Overblog
Editer l'article Suivre ce blog Administration + Créer mon blog

 

Levinas.jpg

Emmanuel Lévinas, Ethique et Infini, Fayard (France-Culture), collection l'Espace intérieur

Salomon Malka, Lire Lévinas, aux éditions du cerf

"Abriter toute l'humanité de l'homme dans la cabane, ouverte à tous les vents, de la conscience." (Nom propres, éd. Fata Morgana, pg. 178)

Légèrement remaniés et complétés pour l'édition, les entretiens présentés dans ce volume entre Emmanuel Lévinas et Philippe Nemo ont été enregistrés et diffusés sur France-Culture en février-mars 1981. 

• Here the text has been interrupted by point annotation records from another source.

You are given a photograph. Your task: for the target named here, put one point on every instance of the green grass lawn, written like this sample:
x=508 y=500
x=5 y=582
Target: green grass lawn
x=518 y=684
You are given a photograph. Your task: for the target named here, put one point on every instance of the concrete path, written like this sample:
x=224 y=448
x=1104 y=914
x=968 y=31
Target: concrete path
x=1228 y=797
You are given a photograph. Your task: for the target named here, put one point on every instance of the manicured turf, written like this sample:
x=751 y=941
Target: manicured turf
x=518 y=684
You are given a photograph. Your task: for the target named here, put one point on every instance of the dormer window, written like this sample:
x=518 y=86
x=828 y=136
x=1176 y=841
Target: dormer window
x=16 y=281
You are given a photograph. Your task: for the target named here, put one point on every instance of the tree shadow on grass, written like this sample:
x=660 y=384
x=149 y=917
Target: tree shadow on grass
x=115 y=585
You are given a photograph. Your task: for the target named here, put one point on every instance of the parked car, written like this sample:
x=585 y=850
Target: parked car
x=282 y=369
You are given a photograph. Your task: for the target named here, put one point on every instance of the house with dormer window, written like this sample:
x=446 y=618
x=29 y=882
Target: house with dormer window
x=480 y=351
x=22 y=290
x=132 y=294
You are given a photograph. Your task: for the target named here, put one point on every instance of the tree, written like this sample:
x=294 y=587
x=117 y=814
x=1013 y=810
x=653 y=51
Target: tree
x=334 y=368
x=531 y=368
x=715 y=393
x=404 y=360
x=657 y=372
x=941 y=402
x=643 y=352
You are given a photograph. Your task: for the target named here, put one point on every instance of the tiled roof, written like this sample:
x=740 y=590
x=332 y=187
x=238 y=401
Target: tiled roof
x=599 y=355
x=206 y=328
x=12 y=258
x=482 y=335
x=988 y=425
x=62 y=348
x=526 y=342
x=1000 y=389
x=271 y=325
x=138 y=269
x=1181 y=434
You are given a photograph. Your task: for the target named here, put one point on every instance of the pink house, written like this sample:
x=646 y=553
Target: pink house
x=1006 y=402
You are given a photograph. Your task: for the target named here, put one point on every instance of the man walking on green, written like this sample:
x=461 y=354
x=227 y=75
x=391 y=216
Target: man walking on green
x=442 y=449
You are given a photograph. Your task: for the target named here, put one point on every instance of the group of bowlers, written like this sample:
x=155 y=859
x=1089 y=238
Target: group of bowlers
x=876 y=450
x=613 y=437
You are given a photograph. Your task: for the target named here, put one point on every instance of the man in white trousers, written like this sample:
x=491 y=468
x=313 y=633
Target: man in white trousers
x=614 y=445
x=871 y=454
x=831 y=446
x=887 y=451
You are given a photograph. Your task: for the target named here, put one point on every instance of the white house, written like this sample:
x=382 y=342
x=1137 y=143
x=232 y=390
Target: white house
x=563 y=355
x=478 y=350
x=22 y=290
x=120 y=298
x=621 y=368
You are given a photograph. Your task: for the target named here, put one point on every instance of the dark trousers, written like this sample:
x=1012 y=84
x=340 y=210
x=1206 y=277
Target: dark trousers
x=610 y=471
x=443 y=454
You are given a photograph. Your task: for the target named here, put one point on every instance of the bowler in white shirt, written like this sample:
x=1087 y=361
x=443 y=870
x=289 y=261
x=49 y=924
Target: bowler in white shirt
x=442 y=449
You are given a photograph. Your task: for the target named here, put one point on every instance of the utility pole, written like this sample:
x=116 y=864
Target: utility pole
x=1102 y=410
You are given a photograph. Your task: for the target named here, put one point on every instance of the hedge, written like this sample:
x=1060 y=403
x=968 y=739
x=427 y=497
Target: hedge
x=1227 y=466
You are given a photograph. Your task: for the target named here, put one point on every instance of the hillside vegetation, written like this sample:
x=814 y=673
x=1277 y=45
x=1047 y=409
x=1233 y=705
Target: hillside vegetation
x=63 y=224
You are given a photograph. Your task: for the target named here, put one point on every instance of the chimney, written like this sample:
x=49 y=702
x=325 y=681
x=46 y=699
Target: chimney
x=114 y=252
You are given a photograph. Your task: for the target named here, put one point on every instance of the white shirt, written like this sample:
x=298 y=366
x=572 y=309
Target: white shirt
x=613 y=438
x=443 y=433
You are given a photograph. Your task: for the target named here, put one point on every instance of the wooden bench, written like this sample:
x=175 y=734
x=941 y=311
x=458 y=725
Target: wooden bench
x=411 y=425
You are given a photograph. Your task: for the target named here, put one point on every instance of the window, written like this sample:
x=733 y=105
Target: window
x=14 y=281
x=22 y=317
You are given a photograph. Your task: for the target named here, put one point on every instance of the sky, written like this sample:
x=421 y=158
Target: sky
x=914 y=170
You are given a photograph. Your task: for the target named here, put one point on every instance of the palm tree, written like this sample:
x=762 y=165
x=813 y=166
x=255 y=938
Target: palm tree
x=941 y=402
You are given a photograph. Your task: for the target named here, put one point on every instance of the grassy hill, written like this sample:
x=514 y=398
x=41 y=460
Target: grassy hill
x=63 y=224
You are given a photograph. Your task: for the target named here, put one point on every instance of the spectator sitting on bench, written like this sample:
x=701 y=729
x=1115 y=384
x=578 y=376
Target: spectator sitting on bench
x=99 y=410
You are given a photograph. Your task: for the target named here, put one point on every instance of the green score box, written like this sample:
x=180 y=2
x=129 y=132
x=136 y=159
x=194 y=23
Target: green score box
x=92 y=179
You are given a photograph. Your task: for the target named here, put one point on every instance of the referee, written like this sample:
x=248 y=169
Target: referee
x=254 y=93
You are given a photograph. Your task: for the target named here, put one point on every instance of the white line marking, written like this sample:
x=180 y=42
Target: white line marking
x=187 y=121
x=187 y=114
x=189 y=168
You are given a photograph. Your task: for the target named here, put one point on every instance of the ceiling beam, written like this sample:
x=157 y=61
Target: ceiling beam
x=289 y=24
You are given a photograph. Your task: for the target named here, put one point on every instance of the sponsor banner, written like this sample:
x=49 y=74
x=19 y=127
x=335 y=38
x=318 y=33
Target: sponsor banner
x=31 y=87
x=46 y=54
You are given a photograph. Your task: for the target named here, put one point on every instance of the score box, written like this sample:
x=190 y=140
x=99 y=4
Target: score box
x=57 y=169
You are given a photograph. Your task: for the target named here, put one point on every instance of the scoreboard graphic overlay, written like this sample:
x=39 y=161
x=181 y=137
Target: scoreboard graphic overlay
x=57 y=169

Présentation succincte de la philosophie d'Emmanuel Lévinas pour ceux qui veulent se familiariser avec la pensée originale et exigeante de l'auteur de Totalité et infini, les dix entretiens : Bible et Philosophie, Heidegger, L'Il y a , La solitude de l'être, l'amour et la filiation, Secret et Liberté, Le visage, La responsabilité pour autrui, La gloire du témoignage, La dureté de la philosophie et les consolations de la religion,  suivent le développement de la pensée de Lévinas depuis ses années de formation jusqu'aux articles consacrés à la question de Dieu, réunis en recueil dans De Dieu qui vient à l'idée (Vrin, 1982), en passant par deux œuvres brèves mais importantes : De l'existence à l'existant, Le Temps et l'Autre, et les deux œuvres philosophiques majeures : Totalité et Infini et Autrement qu'être ou au-delà de l'essence.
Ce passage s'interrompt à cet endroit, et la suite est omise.